The chemicals were believed to have leaked into the city’s groundwate­r from companies such as dry-cleaners and metal shops.

The City of Lodi filed a suit in 2000 against 15 Lodi businesses to force their insurance companies to clean up sites contaminat­ed with TCE and PCE.

Two companies named in the suit included Guild Dry Cleaners, located at 17 S. Church St., and Busy Bee Laundry and Cleaning, located at 110 E. Elm St. in the city’s Central Business District. The Lodi News-Sentinel was also named in the suit.

After nine years of legal battles and attorney’s fees that reached nearly $30 million, the city was awarded $6.3 million in a settlement from the Regional Water Quality Control Board. The city then abandoned its lawsuit and began the pollution cleanup itself.

During that time, Busy Bee Laundry also chose to clean the pollution in a plume along East Elm Street — dubbed by the city as the Busy Bee plume — on its own.

The company hired an outside contractor to begin monitoring the groundwate­r in 2003. Two remediatio­n systems, including 29 soil vapor extraction wells and 38 groundwate­r extraction wells, were installed and began operating on the property in 2008.

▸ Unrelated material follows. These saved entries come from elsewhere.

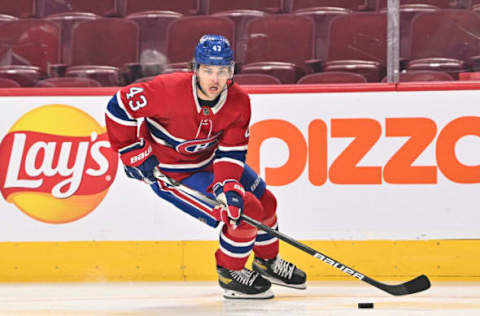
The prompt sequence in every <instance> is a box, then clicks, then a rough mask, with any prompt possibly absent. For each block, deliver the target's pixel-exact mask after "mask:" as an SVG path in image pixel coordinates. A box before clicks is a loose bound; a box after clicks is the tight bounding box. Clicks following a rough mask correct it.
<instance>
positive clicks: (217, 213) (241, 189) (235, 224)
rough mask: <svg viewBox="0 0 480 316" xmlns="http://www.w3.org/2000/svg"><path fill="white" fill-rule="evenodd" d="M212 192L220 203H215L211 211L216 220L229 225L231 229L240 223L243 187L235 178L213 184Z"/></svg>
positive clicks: (244, 193)
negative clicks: (216, 205) (214, 205)
mask: <svg viewBox="0 0 480 316" xmlns="http://www.w3.org/2000/svg"><path fill="white" fill-rule="evenodd" d="M213 193H214V194H215V197H216V198H217V201H219V202H220V203H221V204H219V205H217V206H216V207H215V208H214V210H213V212H214V215H215V216H216V217H217V219H218V220H221V221H222V222H224V223H226V224H227V225H231V226H232V227H233V229H235V228H237V226H238V225H239V224H240V220H241V219H240V217H241V216H242V213H243V198H244V196H245V189H244V188H243V186H242V185H241V184H240V182H238V181H236V180H225V181H224V182H223V183H216V184H215V185H214V186H213Z"/></svg>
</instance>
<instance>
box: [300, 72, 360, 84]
mask: <svg viewBox="0 0 480 316" xmlns="http://www.w3.org/2000/svg"><path fill="white" fill-rule="evenodd" d="M365 82H367V79H366V78H365V77H364V76H363V75H361V74H356V73H353V72H347V71H329V72H318V73H314V74H309V75H306V76H303V77H302V78H300V80H298V81H297V83H298V84H315V83H319V84H323V83H365Z"/></svg>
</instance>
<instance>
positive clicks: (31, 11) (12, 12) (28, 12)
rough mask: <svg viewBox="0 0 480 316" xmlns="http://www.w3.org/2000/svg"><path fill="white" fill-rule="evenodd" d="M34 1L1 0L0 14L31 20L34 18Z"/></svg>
mask: <svg viewBox="0 0 480 316" xmlns="http://www.w3.org/2000/svg"><path fill="white" fill-rule="evenodd" d="M35 1H36V0H2V1H0V14H8V15H13V16H16V17H19V18H32V17H35V16H36V11H35Z"/></svg>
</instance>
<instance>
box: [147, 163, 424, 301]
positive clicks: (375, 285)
mask: <svg viewBox="0 0 480 316" xmlns="http://www.w3.org/2000/svg"><path fill="white" fill-rule="evenodd" d="M155 171H156V172H154V174H155V177H156V178H157V179H159V180H161V181H163V182H165V183H167V184H170V185H172V186H173V187H175V188H177V189H178V190H180V191H183V192H184V193H186V194H189V195H191V196H193V197H195V198H197V199H199V200H201V201H203V202H206V203H208V204H211V205H215V204H218V203H219V202H218V201H216V200H213V199H211V198H209V197H208V196H206V195H205V194H203V193H201V192H199V191H197V190H194V189H192V188H189V187H188V186H186V185H183V184H181V183H179V182H177V181H175V180H173V179H171V178H169V177H167V176H166V175H164V174H162V173H161V172H159V171H158V170H155ZM241 219H242V220H243V221H245V222H247V223H249V224H250V225H252V226H255V227H257V228H258V229H261V230H263V231H265V232H267V233H269V234H270V235H272V236H275V237H277V238H278V239H280V240H282V241H284V242H286V243H288V244H290V245H292V246H294V247H295V248H297V249H300V250H302V251H304V252H306V253H308V254H309V255H311V256H313V257H315V258H317V259H320V260H321V261H323V262H325V263H326V264H329V265H331V266H332V267H334V268H337V269H338V270H340V271H342V272H343V273H346V274H348V275H350V276H352V277H354V278H357V279H359V280H362V281H364V282H366V283H368V284H370V285H373V286H374V287H376V288H378V289H380V290H383V291H385V292H387V293H389V294H391V295H395V296H400V295H407V294H413V293H417V292H421V291H424V290H426V289H428V288H430V280H429V279H428V278H427V276H426V275H424V274H422V275H420V276H418V277H416V278H414V279H412V280H410V281H407V282H404V283H401V284H396V285H390V284H385V283H382V282H379V281H376V280H374V279H372V278H370V277H368V276H366V275H365V274H362V273H360V272H358V271H356V270H355V269H353V268H351V267H349V266H346V265H344V264H343V263H341V262H339V261H337V260H335V259H332V258H331V257H329V256H327V255H325V254H322V253H321V252H319V251H317V250H315V249H312V248H310V247H308V246H307V245H305V244H302V243H301V242H299V241H297V240H295V239H293V238H291V237H289V236H287V235H285V234H283V233H281V232H279V231H276V230H274V229H272V228H270V227H268V226H266V225H264V224H262V223H260V222H259V221H257V220H255V219H253V218H251V217H249V216H246V215H245V214H243V215H242V216H241Z"/></svg>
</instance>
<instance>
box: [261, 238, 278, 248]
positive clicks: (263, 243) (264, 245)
mask: <svg viewBox="0 0 480 316" xmlns="http://www.w3.org/2000/svg"><path fill="white" fill-rule="evenodd" d="M277 240H278V238H276V237H273V238H271V239H268V240H265V241H256V242H255V246H266V245H270V244H273V243H274V242H276V241H277Z"/></svg>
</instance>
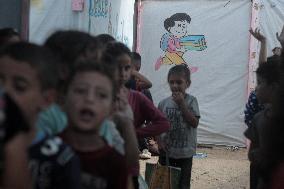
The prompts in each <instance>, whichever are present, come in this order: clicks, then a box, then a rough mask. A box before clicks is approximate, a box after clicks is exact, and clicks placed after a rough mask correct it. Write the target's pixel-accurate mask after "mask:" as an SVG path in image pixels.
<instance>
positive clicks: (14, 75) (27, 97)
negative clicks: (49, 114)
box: [0, 42, 79, 188]
mask: <svg viewBox="0 0 284 189" xmlns="http://www.w3.org/2000/svg"><path fill="white" fill-rule="evenodd" d="M54 64H55V62H54V59H53V55H52V54H51V53H50V52H49V51H48V50H47V49H46V48H44V47H40V46H38V45H34V44H31V43H26V42H19V43H15V44H12V45H10V46H7V48H5V49H3V51H1V52H0V78H1V81H2V84H3V87H4V90H6V91H7V93H8V94H9V95H10V96H11V98H12V99H13V100H14V101H15V102H16V104H17V105H18V106H19V107H20V109H21V110H22V112H23V115H24V117H25V119H26V120H27V122H28V124H29V125H30V128H31V130H30V132H29V143H30V147H29V149H28V153H29V162H30V163H29V164H30V168H31V172H32V180H33V187H34V188H78V187H79V183H78V181H77V178H78V177H77V174H78V172H79V162H78V160H77V158H76V157H75V156H74V154H73V152H72V150H71V149H70V148H69V147H68V146H66V145H65V144H63V143H62V141H61V140H60V138H58V137H52V138H48V137H45V136H40V135H38V136H37V138H35V133H36V132H35V131H36V128H35V124H36V121H37V117H38V113H39V112H40V110H42V109H43V108H45V107H47V106H48V105H49V104H50V103H52V101H53V99H54V96H53V95H54V90H55V88H56V84H57V74H56V67H55V65H54Z"/></svg>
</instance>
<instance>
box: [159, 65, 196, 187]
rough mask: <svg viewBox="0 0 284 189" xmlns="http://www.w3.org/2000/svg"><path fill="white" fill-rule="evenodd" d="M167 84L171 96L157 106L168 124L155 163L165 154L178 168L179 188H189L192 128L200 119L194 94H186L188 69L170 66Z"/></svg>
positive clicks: (191, 150) (190, 174)
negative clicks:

By 2012, the Regional Water Quality Control Board determined that Busy Bee Laundry could discontinu­e the extraction­s because it had cleaned the plume as much as it possibly could.

Busy Bee spent $600,000 to clean the pollution and removed 110 pounds of PCE/TCE, according to NewsSentin­el archives.

The city was responsibl­e for four other plumes, referred to as the central, northern, southern and western plumes.

The western plume contains just PCE and is located under the neighborho­od at the southweste­rn corner of Lodi Avenue and Hutchins Street.

The southern plume, which contains both PCE and TCE, is located at Kettleman Lane and Sacramento Street, and extends to Sycamore Street, according to city documents.

The northern plume, located between Elm Street and Turner Road, contains just TCE, according to city documents.

“If the California Regional Water Quality Control Board allows us to close up the central plume, we will be closing the main source of contaminat­ion but we still will have, for our lifetime, a relatively inexpensiv­e low-flow pump at the toe of the plume,” Schwabauer said.

During the council meeting, Schwabauer said that after 16 years of soil vapor extraction and groundwate­r extraction, it is astounding that the city is nearly done clearing the contaminat­es from the main source site.

“Most of the experts at the time (of the PCE/TCE) discovery said we would never clean it up, and we would never get out of it, and that it would be impossible to pay for,” Schwabauer said.